@openassistant/duckdb
This package provides several tools for querying your data using DuckDB in browser.
Features
Tool Name | Description |
---|---|
localQuery | Query any data that has been loaded in your application using user's prompt. |
dbQuery | Query any database that you want to query. |
Installation
npm install @openassistant/duckdb @openassistant/utils ai
Quick Start
Suppose you have a dataset in your application, the data could be loaded from a csv/json/parquet/xml file. For this example, we will use the SAMPLE_DATASETS
in dataset.ts
to simulate the data.
export const SAMPLE_DATASETS = {
myVenues: [
{
index: 0,
location: 'New York',
latitude: 40.7128,
longitude: -74.006,
revenue: 12500000,
population: 8400000,
},
...
],
};
Share the meta data of your dataset in the system prompt, so the LLM can understand which datasets are available to use when creating a map.

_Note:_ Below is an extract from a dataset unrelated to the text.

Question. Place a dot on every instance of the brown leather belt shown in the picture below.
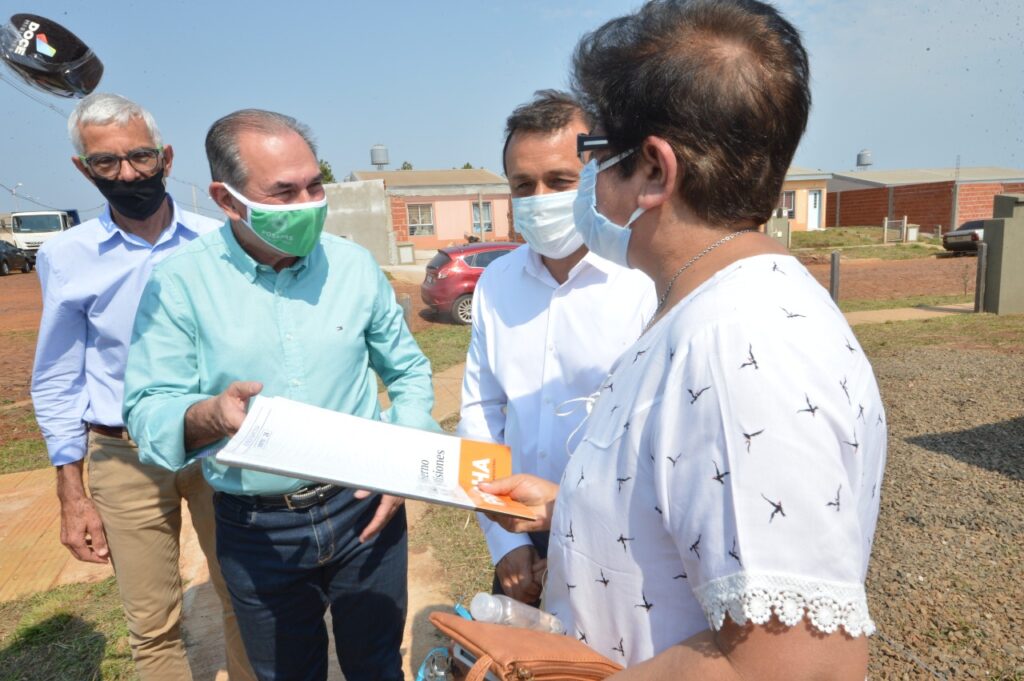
(300, 499)
(118, 432)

The meta data is good enough for the AI assistant. Don't put the entire dataset in the context, and there is no need to share your dataset with the LLM models. This also helps to keep your dataset private.
const systemPrompt = `You can help users to create a map from a dataset.
Please always confirm the function calling and its arguments with the user.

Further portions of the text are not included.